Interesting. He didn’t elaborate. Vampires don’t talk as slowly as ghosts, but they aren’t what you would call conversationalists. Amongst themselves their words are few, and I suspect much of their communication is telepathic. With live humans, or breathers as they call us, they prefer to do other things than chat. For the hundredth time I wondered why Joy would be involved with a corpse.
“You’re Joy’s boyfriend.” I said it for his benefit as much as my own libido’s. His mojo was wearing me down.
“Joy is my Black Swan.” That meant he liked her.
I nodded.
“Does that bother you?”
I shouldn’t be prejudiced. I was in a relationship with a dead guy. But the thought of being held in the ice-cold arms of a vampire gave me the heebie-jeebies. Who would want a popsicle up there? “It doesn’t matter what I think. She … cares for you, and I consider her a good friend.”

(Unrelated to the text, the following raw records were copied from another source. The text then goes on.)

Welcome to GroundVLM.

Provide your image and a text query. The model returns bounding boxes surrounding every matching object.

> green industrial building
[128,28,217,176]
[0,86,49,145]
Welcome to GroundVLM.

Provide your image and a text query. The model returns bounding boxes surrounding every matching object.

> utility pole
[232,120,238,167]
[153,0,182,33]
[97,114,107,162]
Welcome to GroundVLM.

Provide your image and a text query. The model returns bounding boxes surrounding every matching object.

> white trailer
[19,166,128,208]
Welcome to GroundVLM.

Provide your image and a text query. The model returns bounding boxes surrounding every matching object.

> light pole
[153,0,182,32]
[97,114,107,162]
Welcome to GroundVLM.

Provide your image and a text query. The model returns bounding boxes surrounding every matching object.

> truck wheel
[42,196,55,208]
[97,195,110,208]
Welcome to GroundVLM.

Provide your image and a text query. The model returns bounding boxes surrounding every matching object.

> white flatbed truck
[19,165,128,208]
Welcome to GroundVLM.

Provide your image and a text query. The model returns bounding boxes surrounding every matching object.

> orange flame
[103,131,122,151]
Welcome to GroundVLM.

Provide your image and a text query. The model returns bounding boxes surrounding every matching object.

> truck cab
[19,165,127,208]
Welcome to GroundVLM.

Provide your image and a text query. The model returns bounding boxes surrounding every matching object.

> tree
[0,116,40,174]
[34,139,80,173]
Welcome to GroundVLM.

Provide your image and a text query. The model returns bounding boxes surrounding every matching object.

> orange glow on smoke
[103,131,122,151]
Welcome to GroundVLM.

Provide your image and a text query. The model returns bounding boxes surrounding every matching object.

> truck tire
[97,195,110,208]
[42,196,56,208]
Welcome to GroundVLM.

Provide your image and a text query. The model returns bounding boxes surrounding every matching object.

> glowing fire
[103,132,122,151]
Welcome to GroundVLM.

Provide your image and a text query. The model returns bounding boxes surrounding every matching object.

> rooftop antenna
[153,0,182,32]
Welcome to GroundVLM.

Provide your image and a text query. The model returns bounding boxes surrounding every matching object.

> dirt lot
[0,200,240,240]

“Spoken like a saint, but you need not worry. I’m not interested in you in that way.” He tilted his head as he studied me, as if I were a painting. “Not that I don’t find
you appealing. Your blood smells of magic and your body makes me think of many night-time pleasures, but I am a mature vampire and I can control my blood lust.” He sniffed. “Maybe sometime in the future, you would consider joining Joy and me for a party.”
Spark purred. Damn her.
He laughed and shook his head. “Your familiar gives away your baser feelings, Abby.”
I shrugged.
“But do not worry. Sex is not why I have come.”
“Blood-play? No thank you. Cut to the chase. Why are you here?”

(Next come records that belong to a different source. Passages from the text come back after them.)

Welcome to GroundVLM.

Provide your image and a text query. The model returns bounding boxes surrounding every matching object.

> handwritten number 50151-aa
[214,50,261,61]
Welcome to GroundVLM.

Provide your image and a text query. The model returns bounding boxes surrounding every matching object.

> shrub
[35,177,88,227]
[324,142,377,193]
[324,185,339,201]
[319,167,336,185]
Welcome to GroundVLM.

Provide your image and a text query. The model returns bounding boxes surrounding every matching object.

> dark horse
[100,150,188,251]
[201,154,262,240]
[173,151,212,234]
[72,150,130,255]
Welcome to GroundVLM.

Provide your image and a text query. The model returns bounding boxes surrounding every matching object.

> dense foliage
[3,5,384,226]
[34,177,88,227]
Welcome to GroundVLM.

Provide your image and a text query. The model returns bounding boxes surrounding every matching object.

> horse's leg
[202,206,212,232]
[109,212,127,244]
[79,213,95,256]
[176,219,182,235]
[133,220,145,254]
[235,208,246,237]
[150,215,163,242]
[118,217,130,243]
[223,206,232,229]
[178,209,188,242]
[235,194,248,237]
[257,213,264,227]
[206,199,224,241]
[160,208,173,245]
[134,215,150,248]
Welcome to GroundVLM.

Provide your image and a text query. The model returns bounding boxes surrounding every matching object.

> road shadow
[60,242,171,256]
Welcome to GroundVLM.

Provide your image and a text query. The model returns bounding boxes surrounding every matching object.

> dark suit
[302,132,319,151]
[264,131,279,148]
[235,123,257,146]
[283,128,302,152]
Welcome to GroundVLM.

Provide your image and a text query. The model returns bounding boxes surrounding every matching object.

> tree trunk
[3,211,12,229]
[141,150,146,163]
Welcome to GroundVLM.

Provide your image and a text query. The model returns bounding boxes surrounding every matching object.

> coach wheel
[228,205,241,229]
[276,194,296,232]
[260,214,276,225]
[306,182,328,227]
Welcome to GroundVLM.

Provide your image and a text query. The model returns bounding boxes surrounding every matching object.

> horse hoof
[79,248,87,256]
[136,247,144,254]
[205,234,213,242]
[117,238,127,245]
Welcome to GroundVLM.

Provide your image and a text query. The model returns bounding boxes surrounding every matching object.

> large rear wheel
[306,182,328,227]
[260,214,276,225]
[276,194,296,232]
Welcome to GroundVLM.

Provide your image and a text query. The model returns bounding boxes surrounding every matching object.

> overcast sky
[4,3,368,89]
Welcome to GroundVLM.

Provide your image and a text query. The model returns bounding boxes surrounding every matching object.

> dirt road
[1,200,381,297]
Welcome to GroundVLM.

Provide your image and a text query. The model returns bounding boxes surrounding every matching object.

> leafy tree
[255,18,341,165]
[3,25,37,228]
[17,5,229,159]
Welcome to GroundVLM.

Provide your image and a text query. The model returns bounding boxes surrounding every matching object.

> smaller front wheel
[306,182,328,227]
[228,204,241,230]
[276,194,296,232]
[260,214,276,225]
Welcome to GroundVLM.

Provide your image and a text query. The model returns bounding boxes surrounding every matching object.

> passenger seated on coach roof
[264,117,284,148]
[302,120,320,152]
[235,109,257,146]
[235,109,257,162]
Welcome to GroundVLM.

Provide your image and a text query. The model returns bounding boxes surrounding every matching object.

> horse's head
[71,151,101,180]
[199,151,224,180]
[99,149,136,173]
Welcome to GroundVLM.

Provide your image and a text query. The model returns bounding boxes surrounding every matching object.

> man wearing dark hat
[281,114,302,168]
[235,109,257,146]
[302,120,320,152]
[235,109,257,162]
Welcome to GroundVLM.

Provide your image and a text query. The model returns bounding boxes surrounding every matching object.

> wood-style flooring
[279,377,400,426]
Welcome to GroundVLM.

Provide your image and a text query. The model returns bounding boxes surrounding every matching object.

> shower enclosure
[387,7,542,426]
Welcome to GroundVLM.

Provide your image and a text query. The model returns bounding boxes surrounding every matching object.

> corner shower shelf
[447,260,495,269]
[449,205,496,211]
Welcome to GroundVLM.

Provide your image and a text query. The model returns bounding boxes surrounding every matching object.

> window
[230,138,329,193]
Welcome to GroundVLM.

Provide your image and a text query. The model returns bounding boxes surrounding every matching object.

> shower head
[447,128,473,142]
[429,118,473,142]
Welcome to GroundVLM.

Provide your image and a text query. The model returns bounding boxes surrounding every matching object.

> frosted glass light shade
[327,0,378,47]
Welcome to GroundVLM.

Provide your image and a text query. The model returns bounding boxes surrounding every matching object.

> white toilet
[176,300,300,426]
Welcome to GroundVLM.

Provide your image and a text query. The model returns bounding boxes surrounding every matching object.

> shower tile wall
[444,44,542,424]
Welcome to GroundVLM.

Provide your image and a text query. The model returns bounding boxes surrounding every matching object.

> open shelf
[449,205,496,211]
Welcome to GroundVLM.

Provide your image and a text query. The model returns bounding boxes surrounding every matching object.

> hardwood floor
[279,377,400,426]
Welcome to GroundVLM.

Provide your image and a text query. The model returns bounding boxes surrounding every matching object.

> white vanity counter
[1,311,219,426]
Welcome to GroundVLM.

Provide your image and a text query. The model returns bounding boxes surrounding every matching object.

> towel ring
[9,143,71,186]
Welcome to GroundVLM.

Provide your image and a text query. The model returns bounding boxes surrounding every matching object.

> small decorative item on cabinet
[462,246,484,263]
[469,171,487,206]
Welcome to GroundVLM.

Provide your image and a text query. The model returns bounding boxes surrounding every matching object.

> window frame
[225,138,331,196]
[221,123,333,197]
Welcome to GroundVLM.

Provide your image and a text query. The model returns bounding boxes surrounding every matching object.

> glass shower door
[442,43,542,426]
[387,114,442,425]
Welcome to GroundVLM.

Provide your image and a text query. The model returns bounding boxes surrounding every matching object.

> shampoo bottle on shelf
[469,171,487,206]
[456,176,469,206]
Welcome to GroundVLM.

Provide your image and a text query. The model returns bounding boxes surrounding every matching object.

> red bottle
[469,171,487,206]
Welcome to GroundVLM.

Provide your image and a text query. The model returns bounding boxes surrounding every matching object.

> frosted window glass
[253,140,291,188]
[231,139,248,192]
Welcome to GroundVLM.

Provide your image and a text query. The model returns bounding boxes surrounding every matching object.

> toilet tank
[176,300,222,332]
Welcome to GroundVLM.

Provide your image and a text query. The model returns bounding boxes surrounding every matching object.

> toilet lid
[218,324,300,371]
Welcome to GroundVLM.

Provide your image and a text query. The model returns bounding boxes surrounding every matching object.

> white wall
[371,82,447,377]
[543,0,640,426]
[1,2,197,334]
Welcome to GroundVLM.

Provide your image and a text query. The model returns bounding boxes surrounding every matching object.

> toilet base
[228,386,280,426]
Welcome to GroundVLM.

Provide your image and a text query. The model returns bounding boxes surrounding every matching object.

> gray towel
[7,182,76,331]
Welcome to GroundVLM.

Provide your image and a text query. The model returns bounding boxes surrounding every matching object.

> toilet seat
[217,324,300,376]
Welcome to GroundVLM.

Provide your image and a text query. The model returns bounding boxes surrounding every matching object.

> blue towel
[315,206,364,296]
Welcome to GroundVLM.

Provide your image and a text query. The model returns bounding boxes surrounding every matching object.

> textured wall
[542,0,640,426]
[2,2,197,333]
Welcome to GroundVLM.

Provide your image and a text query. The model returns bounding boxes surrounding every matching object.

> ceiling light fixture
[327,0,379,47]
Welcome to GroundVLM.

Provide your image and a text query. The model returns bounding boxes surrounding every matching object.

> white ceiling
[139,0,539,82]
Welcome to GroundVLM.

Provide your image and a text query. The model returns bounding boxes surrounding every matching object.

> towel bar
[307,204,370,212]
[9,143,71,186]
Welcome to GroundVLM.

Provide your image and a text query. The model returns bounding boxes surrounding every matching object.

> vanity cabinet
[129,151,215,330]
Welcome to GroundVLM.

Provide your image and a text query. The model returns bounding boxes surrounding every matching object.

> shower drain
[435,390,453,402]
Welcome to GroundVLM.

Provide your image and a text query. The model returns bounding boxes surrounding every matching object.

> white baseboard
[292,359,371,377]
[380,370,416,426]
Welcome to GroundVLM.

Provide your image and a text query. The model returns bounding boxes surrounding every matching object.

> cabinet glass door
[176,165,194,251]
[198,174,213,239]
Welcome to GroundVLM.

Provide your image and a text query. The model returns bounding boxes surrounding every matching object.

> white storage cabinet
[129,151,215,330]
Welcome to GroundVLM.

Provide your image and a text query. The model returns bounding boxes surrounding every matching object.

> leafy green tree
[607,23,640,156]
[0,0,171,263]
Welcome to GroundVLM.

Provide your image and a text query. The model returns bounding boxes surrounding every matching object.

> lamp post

“Cut to the chase? An interesting choice of words for a witch. I need you to find Kumar’s murderer. I will pay for your services.”

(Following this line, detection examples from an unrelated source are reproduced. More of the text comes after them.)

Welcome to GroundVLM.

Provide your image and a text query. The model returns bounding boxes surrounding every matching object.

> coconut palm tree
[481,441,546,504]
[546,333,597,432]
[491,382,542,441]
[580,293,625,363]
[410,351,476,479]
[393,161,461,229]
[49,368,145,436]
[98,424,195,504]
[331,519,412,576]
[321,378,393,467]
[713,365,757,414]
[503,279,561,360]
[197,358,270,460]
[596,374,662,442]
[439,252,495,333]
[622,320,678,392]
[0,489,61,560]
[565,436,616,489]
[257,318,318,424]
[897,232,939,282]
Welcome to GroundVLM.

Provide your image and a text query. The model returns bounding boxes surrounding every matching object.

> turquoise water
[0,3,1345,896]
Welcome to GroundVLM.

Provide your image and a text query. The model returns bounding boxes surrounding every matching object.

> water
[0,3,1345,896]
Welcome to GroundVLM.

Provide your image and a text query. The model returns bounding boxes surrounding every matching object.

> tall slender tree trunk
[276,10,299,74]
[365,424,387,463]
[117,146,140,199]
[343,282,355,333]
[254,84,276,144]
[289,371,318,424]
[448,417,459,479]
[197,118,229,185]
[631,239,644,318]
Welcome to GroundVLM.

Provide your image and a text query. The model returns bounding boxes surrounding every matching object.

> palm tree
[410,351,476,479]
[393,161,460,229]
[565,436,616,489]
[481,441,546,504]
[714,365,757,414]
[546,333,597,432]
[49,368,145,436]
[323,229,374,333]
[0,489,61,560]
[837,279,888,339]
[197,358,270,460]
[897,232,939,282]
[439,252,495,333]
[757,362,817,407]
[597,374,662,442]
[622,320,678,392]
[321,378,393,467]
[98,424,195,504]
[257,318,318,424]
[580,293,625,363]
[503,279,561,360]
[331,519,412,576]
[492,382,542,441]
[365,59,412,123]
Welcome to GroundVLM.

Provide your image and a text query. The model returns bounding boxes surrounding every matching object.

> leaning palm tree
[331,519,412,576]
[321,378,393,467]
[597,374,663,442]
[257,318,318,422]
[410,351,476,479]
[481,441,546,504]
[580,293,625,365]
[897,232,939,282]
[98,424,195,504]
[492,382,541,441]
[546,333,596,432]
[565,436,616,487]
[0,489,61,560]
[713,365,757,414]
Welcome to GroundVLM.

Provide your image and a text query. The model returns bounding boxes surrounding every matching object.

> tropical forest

My mouth dropped. I wasn’t sure what surprised me more: that he knew I was a witch or that he wanted to pay me to find a bad guy. “I don’t understand.”
“Perhaps we should go to your office and you can take notes, or tape me, or do whatever you do with new clients.”
Being a new PI, I had no standard operating procedure, only a knowledge of how Jessica Fletcher did it. So far, I’d only had a total of five clients and three of them wanted to find lost pets, so they hardly counted. But I wanted to seem professional. I relaxed my stance. “Follow me,” I said. The three of us, Elif, Sparky and myself, climbed the stairs to my attic office, which now had a sign on the door: “Dear Abby Investigations.”
He folded his long, sumptuous body into the chair across from me at my desk.
Sparky purred. Traitor.
My cell phone buzzed, and I looked at the screen. A message from Jill. I put it down on my desk. “Let’s get on with this. The cops are looking for the murderer. Why hire me?”
“I find myself in a delicate situation.”
My cell buzzed again.
He stopped and looked at my phone. “Do you need to get that?”
“It can wait.” My house could be on fire. One of the kids could be in the hospital. The toilet could have overflowed on the new tile floor I had just put down. All these things had happened in the last month. But that was life in my house. I shrugged. Jill was resourceful. And I didn’t want another midnight meeting with death. “Get on with it.”